Relief warred with a strange clenching feeling in her stomach. Something that felt a lot like temptation. Well, temptation had just removed itself. From her sight. Possibly from town. With any luck, she wouldn’t have to contend with it ever again.
“The only ego boost I need,” she said, dragging her gaze away from the door, drawing in a breath and forcing herself to calm down, “is for people to enjoy my baked goods.”
Rebecca and Cassie looked at each other and the corner of Rebecca’s mouth twitched.
Alison frowned. “I did not mean that euphemistically. I own a bakery.” She wadded up her paper napkin and threw it in their direction. It missed, rather grandly, and rolled sadly onto the floor.

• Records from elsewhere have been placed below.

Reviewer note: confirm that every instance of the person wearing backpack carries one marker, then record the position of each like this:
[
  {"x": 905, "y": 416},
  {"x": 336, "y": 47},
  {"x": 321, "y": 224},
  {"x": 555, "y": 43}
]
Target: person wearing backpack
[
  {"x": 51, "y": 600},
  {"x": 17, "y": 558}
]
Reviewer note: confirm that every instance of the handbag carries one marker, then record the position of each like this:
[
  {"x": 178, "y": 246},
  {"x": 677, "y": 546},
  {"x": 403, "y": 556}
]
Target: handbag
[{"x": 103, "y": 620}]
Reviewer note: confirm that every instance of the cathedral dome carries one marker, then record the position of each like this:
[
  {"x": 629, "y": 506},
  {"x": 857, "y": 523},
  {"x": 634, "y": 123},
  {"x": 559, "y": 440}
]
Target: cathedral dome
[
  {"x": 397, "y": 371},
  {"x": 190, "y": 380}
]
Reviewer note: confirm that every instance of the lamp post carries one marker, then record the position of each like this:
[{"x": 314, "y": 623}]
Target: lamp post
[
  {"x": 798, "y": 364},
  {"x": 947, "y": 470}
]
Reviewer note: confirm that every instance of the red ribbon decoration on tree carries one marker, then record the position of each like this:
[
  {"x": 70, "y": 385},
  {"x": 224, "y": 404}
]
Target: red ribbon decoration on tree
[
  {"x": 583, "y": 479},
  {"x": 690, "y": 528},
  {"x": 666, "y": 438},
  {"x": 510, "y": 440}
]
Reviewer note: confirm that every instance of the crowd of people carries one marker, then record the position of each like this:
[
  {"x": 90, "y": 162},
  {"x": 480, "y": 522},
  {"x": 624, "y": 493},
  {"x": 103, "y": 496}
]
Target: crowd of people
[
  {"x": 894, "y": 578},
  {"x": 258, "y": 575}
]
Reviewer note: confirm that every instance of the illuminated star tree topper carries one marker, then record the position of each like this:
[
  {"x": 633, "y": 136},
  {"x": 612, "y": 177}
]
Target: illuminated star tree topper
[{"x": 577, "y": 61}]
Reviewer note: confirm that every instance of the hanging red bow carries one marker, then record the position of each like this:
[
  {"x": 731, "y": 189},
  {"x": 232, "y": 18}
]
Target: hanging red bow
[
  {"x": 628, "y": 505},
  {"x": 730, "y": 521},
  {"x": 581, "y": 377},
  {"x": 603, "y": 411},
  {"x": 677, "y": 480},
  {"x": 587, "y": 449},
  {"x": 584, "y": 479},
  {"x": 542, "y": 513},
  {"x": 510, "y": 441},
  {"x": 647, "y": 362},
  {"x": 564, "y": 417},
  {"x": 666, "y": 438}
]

“Sure,” Cassie said, smiling.
“My life is full,” she persisted, taking a bite of her side salad.
And if sometimes she felt a little bit wistful when she saw a handsome man, then looked at her life and saw nowhere to put him, well, that was understandable. Someday. Someday she would try to sort all that out. But for now, she was enjoying her aloneness. Enjoying her own company. Something she had absolutely not been able to do before her marriage had ended.
She had never wanted to be alone with her own thoughts, because she had hated that sad, small woman that she was. Almost as much as she had hated her husband in the end.
She had absolutely no regrets about her decisions. About the way she had chosen to move on.
One hot-ass guy in a flannel shirt and Stetson eyeing her up wasn’t going to change that.